The two beam modes achieved PTV target coverage, they provided similar D 98% and CI values. The D mean, D 2%, and HI‐M values for FFF VMAT was lower than those with the FF beam plan, but this difference could be negligible. There were no statistically significant differences in the D max and HI between the modes. Thus, the FFF beams yielded a little bit better results in target volume coverage and conformity than the FF beams. The dosimetry advantage for target can be neglected by the FFF mode; these results are similar to those of other studies. , The FFF mode can increase the peripheral dose of the target area with nonuniform tissues, such as SBRT for lung cancer.

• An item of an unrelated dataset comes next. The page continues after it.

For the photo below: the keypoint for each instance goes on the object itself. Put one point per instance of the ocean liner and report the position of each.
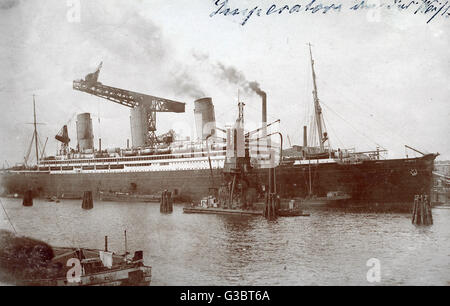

The development of advanced techniques is increasing the feasibility of hippocampal avoidance during WBRT, resulting in greater memory preservation and quality of life of patients. Lower average maximum, minimum, and mean doses to the hippocampus were achieved by the FFF beams VMAT. Meanwhile, FFF also significantly reduced the eye dose. Other studies have also confirmed the ability to protect OARs in FFF mode. , These can be attributed to the unique dosimetry characteristics of the FFF such as smaller leakage. At the same time, the high‐speed moving blade, a collimator speed of 9 cm/scan, also better utilize the high dose rate characteristics of the FFF mode.

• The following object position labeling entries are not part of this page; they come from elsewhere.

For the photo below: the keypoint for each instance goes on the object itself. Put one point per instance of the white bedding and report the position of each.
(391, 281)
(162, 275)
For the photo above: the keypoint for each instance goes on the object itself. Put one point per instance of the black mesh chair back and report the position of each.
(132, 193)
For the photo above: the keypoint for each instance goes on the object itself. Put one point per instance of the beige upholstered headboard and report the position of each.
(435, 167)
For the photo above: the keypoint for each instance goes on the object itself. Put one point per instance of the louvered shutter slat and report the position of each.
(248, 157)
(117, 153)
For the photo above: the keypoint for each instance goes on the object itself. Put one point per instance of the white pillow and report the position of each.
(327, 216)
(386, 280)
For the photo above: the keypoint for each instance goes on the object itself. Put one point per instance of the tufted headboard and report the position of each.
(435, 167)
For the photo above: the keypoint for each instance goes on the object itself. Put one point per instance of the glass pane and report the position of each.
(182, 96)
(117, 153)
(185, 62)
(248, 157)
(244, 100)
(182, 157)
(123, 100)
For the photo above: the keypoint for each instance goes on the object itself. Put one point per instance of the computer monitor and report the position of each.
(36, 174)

Because the FFF mode requires more MUs for a point in a segment far away from the central axis to achieve the same depth dose as the point in the central, the average total MUs for FFF‐VMAT plans was greater than that of the FF‐VMAT plans. This finding is in line with the results from previous studies. , , However, there was no significant difference observed in the plan quality among the two beam modes. Although our results show that the FFF‐VMAT plan can produce very good protection of the hippocampus, it is important to note that the FFF beams increased the total MUs about 20%.

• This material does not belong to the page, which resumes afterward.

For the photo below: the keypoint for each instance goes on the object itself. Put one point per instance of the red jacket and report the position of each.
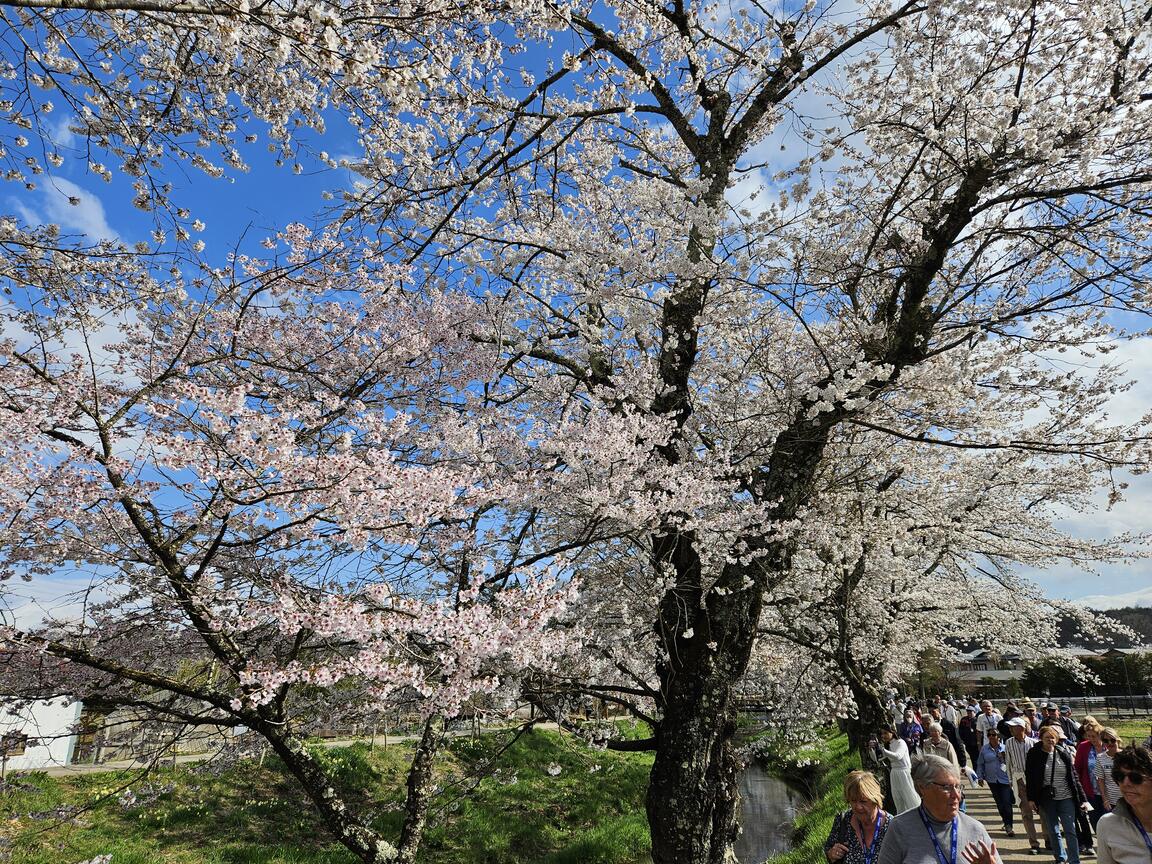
(1082, 771)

One limitation of this study is that the experience of the dosimetrist has a greater impact on the quality of the modern intensity‐modulated radiotherapy plan.

CONCLUSIONS

From a dosimetric perspective, the FFF beam mode can offer a clear benefit for WBRT with hippocampal sparing when compared to the FF beam plans. The plan verification showed that both of the FF and FFF plans had acceptable results. Therefore, by the results of this study, it is suggested that the use of the FFF beam is feasible and also provides efficacious treatment for WBRT with hippocampal sparing if carefully applied.

CONFLICTS OF INTEREST

The authors declare that they have no competing interests.

AUTHORS’ CONTRIBUTIONS

T. Ji designed the study; F. Cai and S. Lu collected the patients’ clinical data and delineated target volume; T. Ji and G. Li optimized and expert reviewed the patients’ treatment plans; T. Ji analyzed the data and wrote the paper. All authors read and approved the final manuscript.